First, on behalf of April, Scott, Pete, and myself, we wish all of our readers a wonderful holiday and a healthy and rewarding new year.
Second, for anyone who has had a problem with the main website (http://www.gibbarchaeology.org/), Dionisios (Dio) Kavadias has effected repairs. Dio created the website prior to leaving the company for graduate work at the University of Chicago. He happened to be in town when Scott informed me of some problems with the site. Hopefully it will function satisfactorily.
Third: the draft report for our first phase of work at Port Tobacco is finished. It has to wend its way through some channels, but I expect to send copies to property owners and partners in the next week or so.
Finally, since we now have some preliminary analysis completed, I offer the following observations on some of our findings. Many of our upcoming postings will draw from the draft report. To start, let's take a second look at the prehistoric finds. Now that we have corrected the catalogue, our analyses will be more accurate. In the image above you see contour lines that represent the simulated distributions of aboriginal stone tools and the waste flakes created as a byproduct of stone tool making. You will recall from a previous posting that we use a computer program to project, or simulate, distributions based on the finds in our shovel tests.
Overall, the distributions haven't changed too much...they are just clearer. There are several clusters of material that indicate the presence of Native American sites. They form an arc that extends eastward from the river, possibly suggesting that the river bank similarly curved to the east during the Woodland periods, 500 to 2000 years ago. Each concentration of material warrants additional study, preferably with series of excavation units, perhaps 5 ft by 5 ft squares. Perhaps over the winter we will conduct a more exhaustive study of the materials we have already collected from the shovel tests in each of these clusters.

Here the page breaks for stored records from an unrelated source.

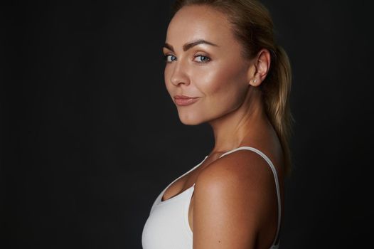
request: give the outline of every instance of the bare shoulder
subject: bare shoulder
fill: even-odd
[[[201,171],[194,190],[194,248],[269,248],[277,228],[274,186],[269,165],[249,150]]]

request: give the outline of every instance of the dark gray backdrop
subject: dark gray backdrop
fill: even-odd
[[[1,4],[4,248],[141,248],[154,198],[213,148],[164,87],[171,2]],[[373,4],[264,2],[294,70],[281,248],[369,246]]]

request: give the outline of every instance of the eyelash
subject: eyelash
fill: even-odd
[[[166,55],[164,55],[163,56],[164,60],[165,60],[165,62],[166,63],[171,63],[172,62],[172,61],[168,61],[168,56],[169,56],[169,55],[174,56],[174,55],[171,55],[171,54],[166,54]],[[193,59],[195,59],[196,57],[205,57],[208,59],[206,61],[199,61],[199,62],[198,62],[198,63],[203,64],[203,63],[207,63],[209,61],[210,61],[210,58],[209,57],[205,55],[202,55],[202,54],[196,55],[193,56]]]

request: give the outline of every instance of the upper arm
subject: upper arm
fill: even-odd
[[[236,152],[212,163],[195,184],[193,248],[254,248],[274,217],[274,189],[269,165],[254,152]]]

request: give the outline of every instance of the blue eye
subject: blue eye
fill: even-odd
[[[208,56],[205,56],[205,55],[195,55],[194,58],[196,58],[196,57],[200,57],[201,58],[201,60],[199,62],[201,63],[206,63],[207,62],[210,60],[210,58],[209,57],[208,57]]]
[[[169,58],[169,56],[171,57],[171,60],[168,60],[168,58]],[[176,57],[175,57],[175,56],[173,55],[165,55],[164,56],[164,60],[166,62],[168,62],[168,63],[171,62],[171,61],[173,61],[173,60],[176,60]]]

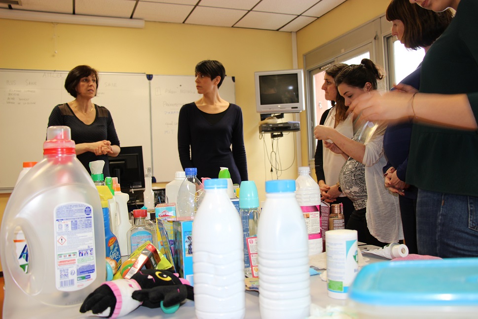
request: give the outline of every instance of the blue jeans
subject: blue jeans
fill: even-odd
[[[418,253],[478,257],[478,198],[418,190]]]

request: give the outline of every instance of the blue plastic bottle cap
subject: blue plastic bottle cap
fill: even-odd
[[[204,188],[207,190],[227,188],[227,180],[223,178],[211,178],[204,181]]]
[[[267,181],[265,182],[266,193],[288,193],[295,191],[295,181],[283,179]]]
[[[240,190],[240,208],[257,208],[259,207],[259,196],[254,181],[242,181]]]
[[[191,175],[197,175],[197,168],[196,167],[187,167],[184,168],[184,173],[186,176],[191,176]]]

So what do Indian sites occupied centuries before European colonization have to do with our study of a Colonial town? Well, first off, Native American cultures are no less important than those of Europeans: they deserve the same attention, and the same respect. Secondly, we are very interested in learning how the landform now occupied by Port Tobacco has been changing, both before and with the onset of European settlement. The distributions of aboriginal materials relative to the river, existing topography, and various types of sediments could prove very useful in reconstructing the recent geology of this portion of the floodplain.